What fraudsters do now, and the potential outcome of their criminal acts, depends a lot on preparations merchants have in place, Bruemmer says. “Of all the breaches we’ve serviced, 80% of the root causes were due to employee negligence,” he says. Though published reports may cite state-sponsored intrusions and criminals, “the real root is an employee not doing his or her job, or doing something stupid,” he says.

That may be exactly what the criminals are counting on, especially during the transition from magnetic-stripe cards to chip cards. “There have been some well-publicized cases where administrators clicked on a spear-phishing link, or they turned a nonproduction server into a production one when they shouldn’t have, or didn’t turn on a firewall,” Bruemmer says. With spear phishing, criminals are able to get some information about targeted victims ahead of time, making it harder for the victims to discern an e-mail is fraudulent.

Compounding the situation is that some merchants, such as restaurants and retail, have high employee turnover, Bruemmer says. “Cybersecurity has to start in the board room, with the chief executive, but it has to go all the way to the frontline members of the team,” he says.
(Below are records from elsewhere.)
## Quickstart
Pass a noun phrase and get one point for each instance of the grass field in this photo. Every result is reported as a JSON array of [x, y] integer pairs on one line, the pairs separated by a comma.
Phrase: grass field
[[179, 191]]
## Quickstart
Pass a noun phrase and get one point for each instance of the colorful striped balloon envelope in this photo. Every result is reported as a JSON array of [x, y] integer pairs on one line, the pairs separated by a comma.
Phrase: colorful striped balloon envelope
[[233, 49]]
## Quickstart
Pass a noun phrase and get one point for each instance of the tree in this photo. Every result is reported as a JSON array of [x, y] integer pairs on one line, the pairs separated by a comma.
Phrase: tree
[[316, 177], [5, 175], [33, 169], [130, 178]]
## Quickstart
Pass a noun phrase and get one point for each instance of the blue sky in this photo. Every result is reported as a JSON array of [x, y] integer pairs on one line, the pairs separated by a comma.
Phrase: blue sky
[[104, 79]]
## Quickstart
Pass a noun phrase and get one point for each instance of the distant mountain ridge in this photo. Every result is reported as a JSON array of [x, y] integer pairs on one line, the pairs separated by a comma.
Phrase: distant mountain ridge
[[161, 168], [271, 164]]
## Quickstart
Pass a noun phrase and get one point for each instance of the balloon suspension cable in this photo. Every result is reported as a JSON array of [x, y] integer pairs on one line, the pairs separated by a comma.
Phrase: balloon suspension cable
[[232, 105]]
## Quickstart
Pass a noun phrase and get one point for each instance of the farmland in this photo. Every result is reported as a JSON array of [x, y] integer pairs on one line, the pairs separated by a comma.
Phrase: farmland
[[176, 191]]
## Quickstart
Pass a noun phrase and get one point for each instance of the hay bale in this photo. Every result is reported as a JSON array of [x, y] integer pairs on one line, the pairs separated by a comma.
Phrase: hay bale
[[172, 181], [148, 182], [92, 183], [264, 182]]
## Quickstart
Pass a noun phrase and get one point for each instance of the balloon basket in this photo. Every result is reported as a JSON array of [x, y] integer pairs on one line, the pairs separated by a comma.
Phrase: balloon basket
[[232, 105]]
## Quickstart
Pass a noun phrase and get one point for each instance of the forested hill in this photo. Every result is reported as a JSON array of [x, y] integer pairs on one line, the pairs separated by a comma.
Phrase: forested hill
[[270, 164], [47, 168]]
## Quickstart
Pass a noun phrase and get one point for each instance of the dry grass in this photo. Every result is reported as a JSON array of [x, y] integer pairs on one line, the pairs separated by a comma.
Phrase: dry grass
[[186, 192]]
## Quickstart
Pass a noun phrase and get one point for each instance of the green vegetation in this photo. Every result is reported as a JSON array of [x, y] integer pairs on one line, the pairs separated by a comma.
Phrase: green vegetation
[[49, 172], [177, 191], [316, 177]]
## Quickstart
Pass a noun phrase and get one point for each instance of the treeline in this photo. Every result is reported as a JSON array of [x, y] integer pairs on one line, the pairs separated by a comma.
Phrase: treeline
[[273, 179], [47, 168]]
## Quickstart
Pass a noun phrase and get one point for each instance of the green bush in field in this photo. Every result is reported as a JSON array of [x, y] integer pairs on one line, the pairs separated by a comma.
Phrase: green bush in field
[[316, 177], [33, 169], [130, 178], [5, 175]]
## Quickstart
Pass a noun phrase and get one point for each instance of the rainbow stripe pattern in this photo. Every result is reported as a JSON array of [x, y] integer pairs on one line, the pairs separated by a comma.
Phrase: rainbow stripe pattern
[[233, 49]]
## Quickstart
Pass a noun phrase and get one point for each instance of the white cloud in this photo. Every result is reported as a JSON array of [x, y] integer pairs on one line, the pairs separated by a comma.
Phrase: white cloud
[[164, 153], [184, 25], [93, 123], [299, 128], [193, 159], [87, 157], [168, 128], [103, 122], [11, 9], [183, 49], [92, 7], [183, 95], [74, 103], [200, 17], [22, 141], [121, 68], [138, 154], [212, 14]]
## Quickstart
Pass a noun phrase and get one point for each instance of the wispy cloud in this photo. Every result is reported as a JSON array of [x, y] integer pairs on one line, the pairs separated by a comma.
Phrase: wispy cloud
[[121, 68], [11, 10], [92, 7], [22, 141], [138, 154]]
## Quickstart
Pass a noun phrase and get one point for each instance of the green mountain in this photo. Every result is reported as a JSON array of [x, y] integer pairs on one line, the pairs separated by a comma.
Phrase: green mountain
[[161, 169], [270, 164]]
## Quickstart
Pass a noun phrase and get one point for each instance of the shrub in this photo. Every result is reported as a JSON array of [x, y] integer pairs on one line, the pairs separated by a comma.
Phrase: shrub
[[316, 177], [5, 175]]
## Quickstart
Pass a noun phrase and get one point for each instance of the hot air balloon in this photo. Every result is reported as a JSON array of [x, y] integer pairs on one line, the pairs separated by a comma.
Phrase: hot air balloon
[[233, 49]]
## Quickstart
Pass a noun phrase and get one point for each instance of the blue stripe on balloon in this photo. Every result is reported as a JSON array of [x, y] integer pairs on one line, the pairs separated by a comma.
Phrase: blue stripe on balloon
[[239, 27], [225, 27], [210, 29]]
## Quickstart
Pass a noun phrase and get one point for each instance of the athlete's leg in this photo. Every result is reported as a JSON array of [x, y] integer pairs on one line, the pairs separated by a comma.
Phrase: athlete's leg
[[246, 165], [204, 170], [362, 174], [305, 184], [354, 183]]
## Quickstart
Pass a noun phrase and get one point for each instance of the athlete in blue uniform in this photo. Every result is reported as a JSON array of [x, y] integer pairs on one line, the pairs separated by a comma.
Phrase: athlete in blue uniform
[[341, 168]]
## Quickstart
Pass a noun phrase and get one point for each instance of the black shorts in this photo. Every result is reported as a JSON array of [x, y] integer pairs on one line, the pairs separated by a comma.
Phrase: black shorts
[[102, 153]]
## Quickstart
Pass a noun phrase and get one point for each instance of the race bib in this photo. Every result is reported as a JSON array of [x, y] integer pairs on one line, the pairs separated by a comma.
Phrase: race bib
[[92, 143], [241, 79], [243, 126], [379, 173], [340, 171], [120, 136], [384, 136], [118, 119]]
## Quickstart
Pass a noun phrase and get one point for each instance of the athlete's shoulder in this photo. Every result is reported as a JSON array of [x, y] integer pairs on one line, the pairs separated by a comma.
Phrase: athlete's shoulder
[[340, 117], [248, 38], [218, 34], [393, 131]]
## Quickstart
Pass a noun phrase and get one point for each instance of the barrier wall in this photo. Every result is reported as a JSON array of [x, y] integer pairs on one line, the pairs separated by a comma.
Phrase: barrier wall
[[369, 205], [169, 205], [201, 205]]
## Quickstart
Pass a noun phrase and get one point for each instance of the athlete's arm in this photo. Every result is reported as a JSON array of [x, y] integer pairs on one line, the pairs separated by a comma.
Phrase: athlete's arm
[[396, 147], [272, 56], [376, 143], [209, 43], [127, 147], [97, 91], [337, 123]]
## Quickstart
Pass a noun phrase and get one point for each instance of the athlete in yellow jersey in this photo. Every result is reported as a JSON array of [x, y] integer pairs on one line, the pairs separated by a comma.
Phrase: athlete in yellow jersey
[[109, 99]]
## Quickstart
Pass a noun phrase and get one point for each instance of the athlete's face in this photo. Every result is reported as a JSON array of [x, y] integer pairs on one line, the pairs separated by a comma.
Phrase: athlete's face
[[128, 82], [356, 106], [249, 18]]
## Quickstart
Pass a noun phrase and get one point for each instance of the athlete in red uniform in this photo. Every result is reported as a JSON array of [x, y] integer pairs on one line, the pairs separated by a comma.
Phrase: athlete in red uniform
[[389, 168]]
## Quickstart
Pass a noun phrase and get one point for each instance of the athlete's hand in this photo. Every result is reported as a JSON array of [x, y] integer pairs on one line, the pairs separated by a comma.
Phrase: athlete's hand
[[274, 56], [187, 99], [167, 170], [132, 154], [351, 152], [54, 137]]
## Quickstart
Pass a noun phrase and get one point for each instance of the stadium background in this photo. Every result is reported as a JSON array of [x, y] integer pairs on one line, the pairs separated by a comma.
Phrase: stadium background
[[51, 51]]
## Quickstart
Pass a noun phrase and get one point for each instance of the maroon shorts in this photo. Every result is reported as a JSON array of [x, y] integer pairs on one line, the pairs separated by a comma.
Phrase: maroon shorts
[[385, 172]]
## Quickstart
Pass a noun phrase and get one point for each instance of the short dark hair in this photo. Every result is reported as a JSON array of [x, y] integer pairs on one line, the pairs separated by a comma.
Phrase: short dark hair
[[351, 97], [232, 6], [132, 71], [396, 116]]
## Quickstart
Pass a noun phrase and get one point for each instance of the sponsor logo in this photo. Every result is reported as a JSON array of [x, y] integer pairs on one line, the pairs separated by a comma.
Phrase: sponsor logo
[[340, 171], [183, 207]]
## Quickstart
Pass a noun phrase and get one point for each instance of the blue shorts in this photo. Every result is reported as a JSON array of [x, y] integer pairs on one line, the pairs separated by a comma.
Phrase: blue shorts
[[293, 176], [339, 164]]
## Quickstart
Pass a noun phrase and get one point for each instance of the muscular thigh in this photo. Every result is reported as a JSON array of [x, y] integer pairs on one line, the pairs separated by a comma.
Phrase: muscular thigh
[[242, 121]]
Payment providers have a role in helping their merchants secure the transaction network, he says. “Most importantly, everybody in the system, from the consumer to the card company, has a responsibility,” Bruemmer says.

From the payments side, the push should be on quickly converting merchants to EMV acceptance, but also to make them aware their systems should be as secure as the card brands, he suggests. Much as a hospital—because it’s dealing with sensitive health and personal information—requires vendors to use the same level of security protocols as it does, the payments infrastructure should, too, Bruemmer says. “Anyone in that chain has to have that same level as the main entity in the hospital. Same thing has to apply in the payments ecosystem,” he says.